Re: [PATCH 13/14] x86: BHI stubs
From: Peter Zijlstra
Date: Tue Oct 01 2024 - 07:04:38 EST
On Mon, Sep 30, 2024 at 03:38:48PM -0700, Josh Poimboeuf wrote:
> On Mon, Sep 30, 2024 at 11:23:38PM +0100, Andrew Cooper wrote:
> > On 30/09/2024 10:30 pm, Josh Poimboeuf wrote:
> > > On Fri, Sep 27, 2024 at 09:49:09PM +0200, Peter Zijlstra wrote:
> > >> +SYM_INNER_LABEL(__bhi_args_0, SYM_L_LOCAL)
> > >> + UNWIND_HINT_FUNC
> > >> + cmovne %r10, %rdi
> > > IIUC, this works because if the "jz" in the CFI preamble mispredicts to
> > > the __bhi_args_* code, "cmovne" will zero out the speculative value of
> > > rdi.
> > >
> > > Why use %r10 instead of a literal $0? Also how do you know %r10 is 0?
> >
> > There's no encoding for CMOVcc which takes an $imm.
>
> Ah.
>
> > %r10 is guaranteed zero after the FineIBT prologue
>
> If the "jz" in the FineIBT prologue mispredicts, isn't %r10 non-zero by
> definition?
Since I just wrote the comment...
* FineIBT-BHI:
*
* __cfi_foo:
* endbr64
* subl 0x12345678, %r10d
* jz foo-1
* ud2
* foo-1:
* call __bhi_args_XXX
* foo+4:
* ... code here ...
* ret
*
* direct caller:
* call foo+4
*
* indirect caller:
* lea foo(%rip), %r11
* ...
* movl $0x12345678, %r10d
* subl $16, %r11
* nop4
* call *%r11
And lets take a random bhi function:
+ .align 16
+SYM_INNER_LABEL(__bhi_args_0_1, SYM_L_LOCAL)
+ UNWIND_HINT_FUNC
+ cmovne %r10, %rdi
+ cmovne %r10, %rsi
+ ANNOTATE_UNRET_SAFE
+ ret
+ int3
So the case you worry about is SUBL does *not* result in 0, but we
speculate JZ true and end up in CALL, and do CMOVne.
Since we speculated Z, we must then also not do the CMOV, so the value
of R10 is irrelevant, it will not be used.

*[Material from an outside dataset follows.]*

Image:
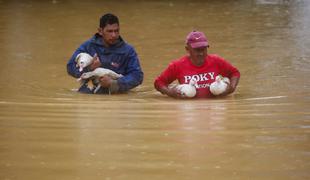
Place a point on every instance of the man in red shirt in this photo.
(201, 66)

The thing however is that
CMOV will unconditionally put a store dependency on the target register
(RDI, RSI in the above sequence) and as such any further speculative
code trying to use those registers will stall.
> > , but I don't see
> > anything in patch 11 which makes this true in the !FineIBT case.
>
> I thought this code is only used by FineIBT?
Right, so I do have me a patch that adds it to regular KCFI as well, but
I dropped it for now, since I don't have a strong rationale for it and
it requires yet more compiler tinkering.